Non sorprende che in questi giorni "pre-elettorali" sono emersi da più parti affermazioni apocalittiche ed esagerazioni che riguardano le fonti energetiche che sono alla base della produzione di elettricità nel mondo, appunto: "CARBONE e NUCLEARE"!

Nel contempo, da un'analisi tecnica e documentata del problema, emerge sempre più chiaramente la precaria e delicata situazione dell'Italia per quanto riguarda l'approvvigionamento energetico, stante la quasi assoluta mancanza di risorse naturali tipica del nostro Paese, che trova un singolare parallelo solo con il Giappone (la 2° potenza economica) tra i Paesi OCSE.Ma è proprio per questa primaria ragione che un'attenta e bilanciata diversificazione del "Mix delle fonti", comunque d'importazione, dovrebbe riguardare anche l'Italia, come peraltro avviene in tutti i Paesi più sviluppati.Invece, per evidenti pregiudizi ideologici, questo non avviene ed il nostro sistema energetico è passato da un assoluto predominio nell'uso del PETROLIO (O.C.), che ha alimentato per 40 anni il nostro sistema elettrico, ad un analogo ed assurdo predominio del GAS METANO che (prossimo al 60% nel Mix), dal punto di vista della sicurezza ed economicità degli approvvigionamenti corrisponde a passare dalla "padella alla brace".

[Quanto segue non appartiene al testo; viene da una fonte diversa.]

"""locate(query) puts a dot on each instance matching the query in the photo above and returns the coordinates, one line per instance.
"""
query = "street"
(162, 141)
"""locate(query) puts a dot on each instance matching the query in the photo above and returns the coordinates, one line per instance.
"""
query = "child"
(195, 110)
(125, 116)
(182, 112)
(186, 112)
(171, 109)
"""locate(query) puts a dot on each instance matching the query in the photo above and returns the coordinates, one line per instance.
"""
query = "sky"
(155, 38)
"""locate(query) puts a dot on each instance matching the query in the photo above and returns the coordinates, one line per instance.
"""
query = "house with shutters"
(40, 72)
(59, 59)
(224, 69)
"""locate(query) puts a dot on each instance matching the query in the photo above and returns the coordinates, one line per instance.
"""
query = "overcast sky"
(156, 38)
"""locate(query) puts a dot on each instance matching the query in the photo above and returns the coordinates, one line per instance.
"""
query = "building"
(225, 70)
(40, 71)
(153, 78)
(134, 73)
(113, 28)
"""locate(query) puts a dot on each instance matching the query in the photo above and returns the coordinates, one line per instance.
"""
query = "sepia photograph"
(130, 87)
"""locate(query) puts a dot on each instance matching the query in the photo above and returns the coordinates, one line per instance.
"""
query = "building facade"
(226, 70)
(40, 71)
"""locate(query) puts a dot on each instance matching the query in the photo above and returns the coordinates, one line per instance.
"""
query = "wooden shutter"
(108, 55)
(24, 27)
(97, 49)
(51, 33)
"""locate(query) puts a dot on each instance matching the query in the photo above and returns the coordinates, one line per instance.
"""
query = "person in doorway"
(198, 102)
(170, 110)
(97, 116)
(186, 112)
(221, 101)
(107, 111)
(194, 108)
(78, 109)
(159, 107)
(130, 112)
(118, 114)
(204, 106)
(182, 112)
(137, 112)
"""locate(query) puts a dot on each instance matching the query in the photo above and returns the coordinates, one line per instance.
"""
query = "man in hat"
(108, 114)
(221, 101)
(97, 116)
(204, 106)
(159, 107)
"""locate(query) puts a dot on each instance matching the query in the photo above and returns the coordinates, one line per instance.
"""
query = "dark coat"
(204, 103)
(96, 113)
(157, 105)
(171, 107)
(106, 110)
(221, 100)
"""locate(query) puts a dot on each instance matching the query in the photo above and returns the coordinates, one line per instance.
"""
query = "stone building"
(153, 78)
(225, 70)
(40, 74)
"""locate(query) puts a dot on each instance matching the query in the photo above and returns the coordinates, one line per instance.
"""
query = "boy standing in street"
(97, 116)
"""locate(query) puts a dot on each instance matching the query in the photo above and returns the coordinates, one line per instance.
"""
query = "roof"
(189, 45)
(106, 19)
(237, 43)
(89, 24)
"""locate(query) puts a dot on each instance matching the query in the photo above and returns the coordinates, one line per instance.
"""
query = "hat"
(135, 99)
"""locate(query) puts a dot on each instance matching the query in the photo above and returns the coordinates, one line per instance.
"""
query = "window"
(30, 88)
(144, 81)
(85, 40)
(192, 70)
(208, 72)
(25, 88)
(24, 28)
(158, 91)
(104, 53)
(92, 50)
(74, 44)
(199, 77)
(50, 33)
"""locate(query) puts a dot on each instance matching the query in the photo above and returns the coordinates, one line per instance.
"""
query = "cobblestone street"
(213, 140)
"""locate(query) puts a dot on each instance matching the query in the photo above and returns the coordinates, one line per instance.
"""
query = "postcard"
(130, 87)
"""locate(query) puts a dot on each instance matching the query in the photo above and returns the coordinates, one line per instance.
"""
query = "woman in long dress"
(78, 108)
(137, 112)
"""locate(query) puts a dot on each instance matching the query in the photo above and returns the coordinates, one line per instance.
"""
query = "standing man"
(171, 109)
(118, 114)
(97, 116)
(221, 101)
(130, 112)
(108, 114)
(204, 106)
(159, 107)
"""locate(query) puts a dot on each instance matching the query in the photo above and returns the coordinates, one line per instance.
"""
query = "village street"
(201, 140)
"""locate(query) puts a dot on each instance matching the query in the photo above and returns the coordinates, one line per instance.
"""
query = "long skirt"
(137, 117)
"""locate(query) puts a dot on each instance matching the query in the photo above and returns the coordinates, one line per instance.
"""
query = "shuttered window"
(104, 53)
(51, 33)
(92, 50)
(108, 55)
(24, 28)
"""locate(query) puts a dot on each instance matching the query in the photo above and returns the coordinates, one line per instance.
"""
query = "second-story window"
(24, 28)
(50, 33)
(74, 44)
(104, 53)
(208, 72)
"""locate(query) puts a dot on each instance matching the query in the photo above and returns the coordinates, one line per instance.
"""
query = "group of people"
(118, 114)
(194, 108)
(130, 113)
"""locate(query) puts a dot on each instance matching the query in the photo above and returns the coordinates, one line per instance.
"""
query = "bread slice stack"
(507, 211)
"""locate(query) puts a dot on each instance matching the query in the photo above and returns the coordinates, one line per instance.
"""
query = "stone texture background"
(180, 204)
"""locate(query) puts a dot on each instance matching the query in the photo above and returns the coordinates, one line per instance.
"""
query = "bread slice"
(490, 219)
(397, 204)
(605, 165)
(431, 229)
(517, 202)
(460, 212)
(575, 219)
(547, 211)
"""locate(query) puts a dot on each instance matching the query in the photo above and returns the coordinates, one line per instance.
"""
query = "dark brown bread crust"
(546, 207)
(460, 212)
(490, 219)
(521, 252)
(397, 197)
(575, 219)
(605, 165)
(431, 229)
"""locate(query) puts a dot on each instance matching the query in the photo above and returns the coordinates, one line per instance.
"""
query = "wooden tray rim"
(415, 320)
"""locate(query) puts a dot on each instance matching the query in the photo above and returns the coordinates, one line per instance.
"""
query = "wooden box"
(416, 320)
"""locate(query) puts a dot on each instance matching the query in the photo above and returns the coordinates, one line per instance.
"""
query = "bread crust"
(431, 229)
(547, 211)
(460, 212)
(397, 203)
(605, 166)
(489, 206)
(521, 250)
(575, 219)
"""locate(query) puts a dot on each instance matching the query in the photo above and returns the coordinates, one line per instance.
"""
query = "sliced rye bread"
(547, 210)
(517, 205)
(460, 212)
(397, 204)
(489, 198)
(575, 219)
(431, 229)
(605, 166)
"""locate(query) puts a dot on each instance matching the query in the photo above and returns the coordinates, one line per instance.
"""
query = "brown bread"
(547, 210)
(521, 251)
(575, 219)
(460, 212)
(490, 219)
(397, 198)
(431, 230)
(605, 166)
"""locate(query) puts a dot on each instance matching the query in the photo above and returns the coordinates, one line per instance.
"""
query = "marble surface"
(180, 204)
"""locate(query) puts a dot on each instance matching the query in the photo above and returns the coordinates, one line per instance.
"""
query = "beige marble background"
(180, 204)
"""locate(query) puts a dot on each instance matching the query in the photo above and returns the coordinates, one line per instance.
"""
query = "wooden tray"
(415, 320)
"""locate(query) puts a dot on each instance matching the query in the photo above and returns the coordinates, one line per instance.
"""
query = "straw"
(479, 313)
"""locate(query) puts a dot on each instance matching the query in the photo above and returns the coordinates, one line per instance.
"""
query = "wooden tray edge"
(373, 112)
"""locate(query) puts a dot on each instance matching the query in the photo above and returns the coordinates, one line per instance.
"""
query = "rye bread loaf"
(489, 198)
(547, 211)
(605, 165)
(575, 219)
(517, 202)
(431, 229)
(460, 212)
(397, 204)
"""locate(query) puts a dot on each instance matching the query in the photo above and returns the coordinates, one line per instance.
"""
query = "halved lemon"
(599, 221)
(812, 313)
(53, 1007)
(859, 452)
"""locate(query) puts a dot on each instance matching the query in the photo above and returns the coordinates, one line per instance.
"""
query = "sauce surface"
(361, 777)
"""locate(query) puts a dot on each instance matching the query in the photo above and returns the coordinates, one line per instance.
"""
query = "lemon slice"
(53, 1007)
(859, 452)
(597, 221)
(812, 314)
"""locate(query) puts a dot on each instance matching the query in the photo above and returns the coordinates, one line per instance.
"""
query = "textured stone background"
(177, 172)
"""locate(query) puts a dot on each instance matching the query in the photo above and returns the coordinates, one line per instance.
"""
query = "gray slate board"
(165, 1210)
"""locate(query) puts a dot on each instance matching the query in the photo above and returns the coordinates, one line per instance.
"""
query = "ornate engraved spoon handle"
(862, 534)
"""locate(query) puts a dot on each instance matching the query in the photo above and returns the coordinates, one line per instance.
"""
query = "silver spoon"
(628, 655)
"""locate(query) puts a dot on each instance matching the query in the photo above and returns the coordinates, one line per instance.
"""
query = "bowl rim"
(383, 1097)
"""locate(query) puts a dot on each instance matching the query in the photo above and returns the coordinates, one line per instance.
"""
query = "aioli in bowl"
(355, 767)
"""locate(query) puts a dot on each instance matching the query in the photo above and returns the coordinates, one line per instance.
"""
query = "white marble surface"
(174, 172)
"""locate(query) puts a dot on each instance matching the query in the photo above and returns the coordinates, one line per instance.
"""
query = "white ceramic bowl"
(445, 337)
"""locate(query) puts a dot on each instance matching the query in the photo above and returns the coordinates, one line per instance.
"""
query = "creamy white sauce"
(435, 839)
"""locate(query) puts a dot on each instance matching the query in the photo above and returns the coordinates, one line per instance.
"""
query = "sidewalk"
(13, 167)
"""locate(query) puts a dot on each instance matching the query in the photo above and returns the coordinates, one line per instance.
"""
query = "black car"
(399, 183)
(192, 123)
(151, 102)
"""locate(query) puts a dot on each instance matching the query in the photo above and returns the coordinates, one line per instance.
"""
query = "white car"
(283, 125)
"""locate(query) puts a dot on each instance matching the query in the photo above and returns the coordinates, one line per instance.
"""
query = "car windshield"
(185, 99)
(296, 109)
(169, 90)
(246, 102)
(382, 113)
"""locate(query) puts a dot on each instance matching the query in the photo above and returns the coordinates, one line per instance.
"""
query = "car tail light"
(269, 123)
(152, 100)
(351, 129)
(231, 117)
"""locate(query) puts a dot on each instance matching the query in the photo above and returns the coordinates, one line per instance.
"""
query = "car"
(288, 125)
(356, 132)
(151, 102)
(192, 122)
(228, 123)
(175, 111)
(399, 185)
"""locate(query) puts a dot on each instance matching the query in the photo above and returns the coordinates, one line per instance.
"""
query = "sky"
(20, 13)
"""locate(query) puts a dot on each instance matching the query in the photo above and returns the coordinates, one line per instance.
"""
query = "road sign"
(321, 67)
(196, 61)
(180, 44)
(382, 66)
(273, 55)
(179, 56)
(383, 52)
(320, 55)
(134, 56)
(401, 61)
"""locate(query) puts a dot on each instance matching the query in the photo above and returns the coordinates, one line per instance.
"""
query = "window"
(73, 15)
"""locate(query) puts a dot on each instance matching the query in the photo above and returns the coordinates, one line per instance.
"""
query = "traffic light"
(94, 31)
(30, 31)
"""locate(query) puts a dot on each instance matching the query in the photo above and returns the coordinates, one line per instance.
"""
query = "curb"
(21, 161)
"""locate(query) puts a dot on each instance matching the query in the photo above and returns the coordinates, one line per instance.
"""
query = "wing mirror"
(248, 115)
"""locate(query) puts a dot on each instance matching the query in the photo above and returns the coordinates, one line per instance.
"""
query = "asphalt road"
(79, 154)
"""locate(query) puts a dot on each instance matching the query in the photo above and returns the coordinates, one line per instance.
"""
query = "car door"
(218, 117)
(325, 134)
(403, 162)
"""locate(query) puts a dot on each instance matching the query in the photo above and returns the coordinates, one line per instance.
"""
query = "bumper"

Neppure Russia ed UK che estraggono consistenti quantità di METANO sul proprio territorio, ne usano una percentuale così elevata per produrre l'elettricità a casa loro.Un esempio di tale preconcetto si osserva quando si usano aggettivi come "vecchio" se riferiti al carbone, mentre una constatazione "solare" dovrebbe portare a considerare "vecchi" appunto il solare, l'eolico e le biomasse che hanno rappresentato la primaria fonte ben prima dei combustibili fossili. Basta osservare cosa ancora oggi avviene nei Paesi sotto-sviluppati dell'Africa e dell'Asia.

Già con il varo del "PROTOCOLLO DI KYOTO" (1997) l'Europa ha fatto scelte discutibili in tema energetico, mentre con il B.S.A. (Burden Sharing Agreement) ha chiaramente penalizzato alcuni Paesi Membri (Italia e Spagna in primis), avvantaggiando invece Paesi come Germania, Francia, UK ed Olanda.Dallo studio recentemente realizzato dalla SSC (Stazione Sperimentale per i Combustibili), risulta chiaramente un danno economico per l'Italia pari a circa 50 miliardi di Euro, dovuto al non riconoscimento della migliore EFFICIENZA ENERGETICA del nostro Paese nel periodo 1970-1990, rispetto ai principali Paesi UE, ai quali si aggiungono ulteriori 25 miliardi circa per il periodo 1991-2005.
Queste non sono opinioni ma semplici calcoli economici desunti dall'analisi delle statistiche ufficiali pubblicate dalla IEA (International Energy Agency di Parigi).Ora, invece di riconoscere questa indebita penalizzazione subita dall'Italia e discutere dei modi per porre rimedio a tale inaccettabile sperequazione che influisce sulle capacità di competere del nostro sistema Paese, si caricano di enfasi negative aspetti che nulla hanno a che fare con la sicurezza (quali il sequestro geologico della CO2 - per dare seguito alla richiesta di riduzione delle emissioni di GAS SERRA in atmosfera) od i finanziamenti necessari per sviluppare nuovi impianti nucleari necessari per bilanciare una situazione energetica che pone il nostro Paese in una condizione di estrema precarietà, dipendendo per l'85% delle proprie esigenze dall'importazione.

Nulla si dice invece degli enormi investimenti e finanziamenti pubblici (20 volte maggiori) richiesti per sostenere la proliferazione degli impianti SOLARI, i cui costi sono già ora bellamente camuffati nella componente A3 delle bollette elettriche di TUTTI i consumatori, domestici ed industriali.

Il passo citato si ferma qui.